= Mindpixel =

Artificial intelligence project

The Mindpixel logo

Mindpixel was a web-based collaborative artificial intelligence project which aimed to create a knowledgebase of millions of human validated true/false statements, or probabilistic propositions. It ran from 2000 to 2005.

==Description==
Participants in the project created one-line statements which aimed to be objectively true or false to 20 other anonymous participants. In order to submit their statement they had first to check the true/false validity of 20 such statements submitted by others. Participants whose replies were consistently out of step with the majority had their status downgraded and were eventually excluded. Likewise, participants who made contributions which others could not agree were objectively true or false had their status downgraded. A validated true/false statement is called a mindpixel.

The project enlisted the efforts of thousands of participants and claimed to be "the planet's largest artificial intelligence effort".

The project was conceived by Chris McKinstry, a computer scientist and former Very Large Telescope operator for the European Southern Observatory in Chile, as MISTIC (Minimum Intelligent Signal Test Item Corpus) in 1996. Mindpixel was developed out of this program, and started in 2000 and had 1.4 million mindpixels in January 2004. The database and its software is known as GAC, which stands for "Generic Artificial Consciousness" and is pronounced Jak.

McKinstry believed that the Mindpixel database could be used in conjunction with a neural net to produce a body of human "common sense" knowledge which would have market value. Participants in the project were promised shares in any future value according to the number of mindpixels they had successfully created.

On 20 September 2005 Mindpixel lost its free server and is no longer operational.

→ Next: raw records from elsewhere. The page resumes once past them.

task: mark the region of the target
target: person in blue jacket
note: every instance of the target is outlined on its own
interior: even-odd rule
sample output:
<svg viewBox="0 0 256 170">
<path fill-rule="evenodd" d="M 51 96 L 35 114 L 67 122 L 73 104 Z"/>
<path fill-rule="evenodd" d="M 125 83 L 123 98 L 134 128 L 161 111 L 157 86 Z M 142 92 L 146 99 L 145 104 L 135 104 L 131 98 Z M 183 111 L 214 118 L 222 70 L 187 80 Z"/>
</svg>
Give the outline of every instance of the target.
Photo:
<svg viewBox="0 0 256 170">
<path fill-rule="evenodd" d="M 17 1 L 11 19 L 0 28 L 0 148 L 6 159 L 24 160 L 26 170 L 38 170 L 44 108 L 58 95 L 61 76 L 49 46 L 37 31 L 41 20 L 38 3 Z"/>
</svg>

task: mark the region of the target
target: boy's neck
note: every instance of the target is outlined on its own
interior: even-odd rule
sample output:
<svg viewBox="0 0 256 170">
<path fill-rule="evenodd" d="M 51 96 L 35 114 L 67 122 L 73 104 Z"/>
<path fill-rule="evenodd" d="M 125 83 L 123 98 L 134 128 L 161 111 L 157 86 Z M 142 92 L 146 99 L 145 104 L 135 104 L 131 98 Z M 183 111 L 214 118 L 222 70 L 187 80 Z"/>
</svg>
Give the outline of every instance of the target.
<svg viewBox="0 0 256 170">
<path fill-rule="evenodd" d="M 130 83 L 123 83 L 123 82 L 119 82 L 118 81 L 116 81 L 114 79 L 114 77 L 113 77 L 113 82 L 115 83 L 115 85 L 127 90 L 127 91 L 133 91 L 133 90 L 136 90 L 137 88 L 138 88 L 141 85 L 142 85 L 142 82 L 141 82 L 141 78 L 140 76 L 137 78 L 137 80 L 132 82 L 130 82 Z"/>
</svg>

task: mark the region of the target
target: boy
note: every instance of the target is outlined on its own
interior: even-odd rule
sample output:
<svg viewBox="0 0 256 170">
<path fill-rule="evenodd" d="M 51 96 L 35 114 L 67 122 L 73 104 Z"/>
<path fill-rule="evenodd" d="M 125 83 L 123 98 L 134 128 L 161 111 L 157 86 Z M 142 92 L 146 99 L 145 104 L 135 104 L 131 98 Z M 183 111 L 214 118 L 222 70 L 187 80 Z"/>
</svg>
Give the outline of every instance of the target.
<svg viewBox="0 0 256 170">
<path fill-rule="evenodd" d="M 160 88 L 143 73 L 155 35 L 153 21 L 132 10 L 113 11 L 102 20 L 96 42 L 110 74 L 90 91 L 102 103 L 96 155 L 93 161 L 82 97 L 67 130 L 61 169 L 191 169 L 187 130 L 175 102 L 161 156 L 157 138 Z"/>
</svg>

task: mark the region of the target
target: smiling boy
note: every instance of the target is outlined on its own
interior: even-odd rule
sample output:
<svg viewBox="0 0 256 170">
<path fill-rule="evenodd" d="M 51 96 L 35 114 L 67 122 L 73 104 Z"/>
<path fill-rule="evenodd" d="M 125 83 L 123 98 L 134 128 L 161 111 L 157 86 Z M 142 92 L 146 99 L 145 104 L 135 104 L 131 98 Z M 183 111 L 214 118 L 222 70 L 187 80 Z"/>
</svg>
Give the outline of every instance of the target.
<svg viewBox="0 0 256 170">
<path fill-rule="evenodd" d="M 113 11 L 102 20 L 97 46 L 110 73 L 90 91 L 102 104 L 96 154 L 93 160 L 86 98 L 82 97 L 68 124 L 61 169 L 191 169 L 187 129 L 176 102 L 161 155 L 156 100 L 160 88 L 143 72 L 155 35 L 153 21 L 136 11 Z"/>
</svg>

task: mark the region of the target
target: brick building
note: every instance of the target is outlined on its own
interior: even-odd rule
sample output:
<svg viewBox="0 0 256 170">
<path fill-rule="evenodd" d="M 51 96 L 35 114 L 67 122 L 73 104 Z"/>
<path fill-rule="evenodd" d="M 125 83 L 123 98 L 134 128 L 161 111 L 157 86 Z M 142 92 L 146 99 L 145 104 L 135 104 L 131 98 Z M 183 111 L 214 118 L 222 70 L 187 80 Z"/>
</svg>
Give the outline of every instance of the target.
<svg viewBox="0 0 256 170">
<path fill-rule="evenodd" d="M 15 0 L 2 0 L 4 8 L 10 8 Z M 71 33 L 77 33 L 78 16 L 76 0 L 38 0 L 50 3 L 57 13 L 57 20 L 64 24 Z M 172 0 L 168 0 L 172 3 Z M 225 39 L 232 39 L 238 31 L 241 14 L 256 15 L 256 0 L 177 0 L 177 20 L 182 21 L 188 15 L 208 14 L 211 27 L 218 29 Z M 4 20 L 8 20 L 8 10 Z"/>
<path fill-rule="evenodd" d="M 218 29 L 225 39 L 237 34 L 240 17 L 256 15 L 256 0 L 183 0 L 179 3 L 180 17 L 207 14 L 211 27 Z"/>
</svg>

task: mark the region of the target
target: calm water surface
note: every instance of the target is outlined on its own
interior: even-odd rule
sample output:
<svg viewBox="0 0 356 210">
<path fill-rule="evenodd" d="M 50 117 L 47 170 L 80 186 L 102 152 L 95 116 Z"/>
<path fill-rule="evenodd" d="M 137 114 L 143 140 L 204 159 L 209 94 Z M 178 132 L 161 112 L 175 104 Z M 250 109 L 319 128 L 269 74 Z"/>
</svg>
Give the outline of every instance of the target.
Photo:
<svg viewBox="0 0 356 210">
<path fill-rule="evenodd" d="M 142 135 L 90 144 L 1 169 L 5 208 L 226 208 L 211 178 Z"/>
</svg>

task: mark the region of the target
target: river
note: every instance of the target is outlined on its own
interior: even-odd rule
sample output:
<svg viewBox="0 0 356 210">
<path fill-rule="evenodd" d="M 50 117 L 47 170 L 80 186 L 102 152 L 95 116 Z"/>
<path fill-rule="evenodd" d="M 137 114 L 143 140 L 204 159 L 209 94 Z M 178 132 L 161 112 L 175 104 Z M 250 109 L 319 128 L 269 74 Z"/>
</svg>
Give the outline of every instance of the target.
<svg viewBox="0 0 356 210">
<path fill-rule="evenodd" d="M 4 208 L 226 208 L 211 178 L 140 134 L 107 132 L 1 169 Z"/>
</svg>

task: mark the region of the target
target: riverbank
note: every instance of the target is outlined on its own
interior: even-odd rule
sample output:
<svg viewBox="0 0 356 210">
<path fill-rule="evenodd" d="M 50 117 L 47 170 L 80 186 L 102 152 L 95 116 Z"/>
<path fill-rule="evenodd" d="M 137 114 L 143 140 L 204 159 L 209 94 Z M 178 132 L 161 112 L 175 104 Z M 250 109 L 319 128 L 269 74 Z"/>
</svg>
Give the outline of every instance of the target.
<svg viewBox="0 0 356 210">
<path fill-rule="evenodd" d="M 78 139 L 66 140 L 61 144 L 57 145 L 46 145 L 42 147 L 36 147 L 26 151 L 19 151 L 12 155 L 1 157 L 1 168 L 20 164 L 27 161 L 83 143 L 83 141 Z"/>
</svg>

It was being rewritten by Chris McKinstry as Mindpixel 2 and was intended to appear on a new server in France.

Chris McKinstry died of suicide on 23 January 2006 and the future of the project and the integrity of the data is uncertain.

Some Mindpixel data have been utilized by Michael Spivey of Cornell University and Rick Dale of The University of Memphis to study theories of high-level reasoning and continuous temporal dynamics of thought. McKinstry, along with Dale and Spivey, designed an experiment that has now been published in Psychological Science in its January, 2008 issue. In this paper, McKinstry (as posthumous first author), Dale, and Spivey use a very small and carefully selected set of Mindpixel statements to show that even high-level thought processes like decision making can be revealed in the nonlinear dynamics of bodily action.

Other similar AI-driven knowledge acquisition projects are Never-Ending Language Learning and Open Mind Common Sense (run by MIT), the latter being also hampered when its director died of suicide.